Jack Williamson Fullscreen Comets (1936)

Pause

“Nine years ago.”

Bob Star’s voice was hoarse with emotion.

“On Earth, at the academy.

He was in the graduating section, during my first term.

He was handsome, brilliant.

At first I was attracted to him.

But then—”

He broke off abruptly, his face pale and hard.

“What happened, Bob?”

Jay Kalam’s tone was warm with a puzzled sympathy.

“Did you quarrel?”

“It was our affair.”

Bob Star nodded bleakly.

“For years I meant to find him, as soon as I graduated, and—settle it.

But then he showed the Legion what sort he is, with the Jovian Revolt.

And I thought he got death for his treason.”

He peered at the tall commander.

“Wasn’t that the sentence?”

“It’s what the public records show,” the commander said quietly.

“But you must tell me about you and Stephen Oreo.”

“I can’t!”

A sort of panic shook Bob Star.

“I haven’t told anyone —not even my own parents.”

“I need to know,” Jay Kalam insisted softly.

“Because your singular duty now must be a consequence of that incident—whatever it was.”

Bob Star stood looking for a moment at Jay Kalam, his face hard with a long-remembered bitterness.

He nodded soberly.

“You know the tradition of hazing at the academy?”

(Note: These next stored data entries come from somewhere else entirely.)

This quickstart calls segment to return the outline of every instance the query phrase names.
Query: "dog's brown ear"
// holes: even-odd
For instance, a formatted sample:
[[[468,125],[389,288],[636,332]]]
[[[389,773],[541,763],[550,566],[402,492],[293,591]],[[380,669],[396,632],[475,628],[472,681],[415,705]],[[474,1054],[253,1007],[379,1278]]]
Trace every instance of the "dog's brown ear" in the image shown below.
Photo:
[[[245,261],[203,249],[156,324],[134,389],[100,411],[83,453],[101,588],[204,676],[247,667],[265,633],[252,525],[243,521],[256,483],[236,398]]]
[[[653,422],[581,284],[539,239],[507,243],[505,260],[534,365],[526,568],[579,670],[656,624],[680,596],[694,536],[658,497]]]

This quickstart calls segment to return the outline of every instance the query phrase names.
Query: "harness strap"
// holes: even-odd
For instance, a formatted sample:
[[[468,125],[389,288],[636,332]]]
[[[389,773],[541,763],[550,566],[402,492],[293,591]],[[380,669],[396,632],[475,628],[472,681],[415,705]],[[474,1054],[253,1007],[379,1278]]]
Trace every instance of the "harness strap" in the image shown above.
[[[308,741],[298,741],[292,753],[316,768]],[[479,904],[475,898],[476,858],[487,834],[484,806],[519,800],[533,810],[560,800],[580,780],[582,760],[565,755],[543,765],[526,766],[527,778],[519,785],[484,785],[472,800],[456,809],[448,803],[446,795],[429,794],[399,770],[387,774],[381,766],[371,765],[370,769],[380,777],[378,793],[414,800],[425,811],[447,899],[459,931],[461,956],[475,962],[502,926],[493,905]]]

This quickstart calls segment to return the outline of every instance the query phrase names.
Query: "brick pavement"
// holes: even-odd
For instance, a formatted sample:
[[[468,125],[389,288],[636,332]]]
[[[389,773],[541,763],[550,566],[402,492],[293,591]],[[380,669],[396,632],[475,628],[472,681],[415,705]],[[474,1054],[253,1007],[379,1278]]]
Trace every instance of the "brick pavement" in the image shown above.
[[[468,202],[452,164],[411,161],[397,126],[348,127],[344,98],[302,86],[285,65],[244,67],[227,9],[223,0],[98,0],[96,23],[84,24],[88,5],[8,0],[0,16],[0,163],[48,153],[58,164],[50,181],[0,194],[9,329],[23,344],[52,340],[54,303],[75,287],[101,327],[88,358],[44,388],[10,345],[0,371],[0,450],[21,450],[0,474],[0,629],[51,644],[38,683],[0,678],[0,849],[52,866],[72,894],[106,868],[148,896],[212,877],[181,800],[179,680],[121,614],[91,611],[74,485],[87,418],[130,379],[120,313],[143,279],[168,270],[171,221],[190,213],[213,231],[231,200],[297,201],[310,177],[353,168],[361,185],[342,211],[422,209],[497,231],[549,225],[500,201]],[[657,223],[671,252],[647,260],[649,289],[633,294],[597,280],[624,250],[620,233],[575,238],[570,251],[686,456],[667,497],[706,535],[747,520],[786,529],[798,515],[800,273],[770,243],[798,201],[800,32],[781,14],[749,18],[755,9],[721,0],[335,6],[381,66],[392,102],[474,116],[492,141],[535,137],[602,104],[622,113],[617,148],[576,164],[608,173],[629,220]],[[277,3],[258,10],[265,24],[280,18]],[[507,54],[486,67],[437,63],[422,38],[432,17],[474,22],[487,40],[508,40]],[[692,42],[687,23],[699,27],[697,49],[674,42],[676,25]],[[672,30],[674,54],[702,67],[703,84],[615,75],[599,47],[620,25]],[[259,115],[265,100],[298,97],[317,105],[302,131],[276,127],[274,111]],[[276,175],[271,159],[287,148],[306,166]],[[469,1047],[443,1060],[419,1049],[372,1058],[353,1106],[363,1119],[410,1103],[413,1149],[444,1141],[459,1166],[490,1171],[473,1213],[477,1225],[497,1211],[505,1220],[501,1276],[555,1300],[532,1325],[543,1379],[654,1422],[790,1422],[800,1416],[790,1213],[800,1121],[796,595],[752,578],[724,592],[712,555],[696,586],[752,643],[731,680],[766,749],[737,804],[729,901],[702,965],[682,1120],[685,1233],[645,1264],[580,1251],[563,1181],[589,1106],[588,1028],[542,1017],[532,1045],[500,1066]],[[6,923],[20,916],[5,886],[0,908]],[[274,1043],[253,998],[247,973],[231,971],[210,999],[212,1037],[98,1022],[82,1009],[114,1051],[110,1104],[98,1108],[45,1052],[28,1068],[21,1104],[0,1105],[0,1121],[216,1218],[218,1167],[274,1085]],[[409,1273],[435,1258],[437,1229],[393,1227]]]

“The officers have always tolerated it,” Jay Kalam said.

“It is believed to be good for discipline.”

“Maybe it is—usually.”

Bob Star shrugged impatiently, as if to shake off the burden of that old bitterness.

“Anyhow, you know the rule that each new cadet must accept and obey one command from each man in the graduating section?”

The commander nodded quietly.

“I suppose it isn’t bad, usually,” Bob Star went on.

“The graduates are learning to be officers, and the new boys learning discipline.

The commands are commonly harmless, and I suppose the custom usually makes for comradeship as well as discipline.”

A cruel emotion quivered in his voice.

“But Stephen Oreo was no usual student.

A giant of a man.

He was remarkably good-looking, and a great athlete.

His hair was red as flame.

His eyes were peculiar—a bright, cold blue, and always shining with a clever malice.

The instructors used to say he was the most brilliant cadet ever at the academy.”

Bob Star’s narrowed eyes were staring past Jay Kalam at the dark-hued patterns of a priceless Titanian hanging.

In the pain of that old injury, he had forgotten his first awe of the tall commander.

His words fell swiftly, hard as slivers of ice.

“Stephen Oreo had no real friends, I think.

All the boys must have been secretly afraid of him.

Yet he did have a kind of popularity.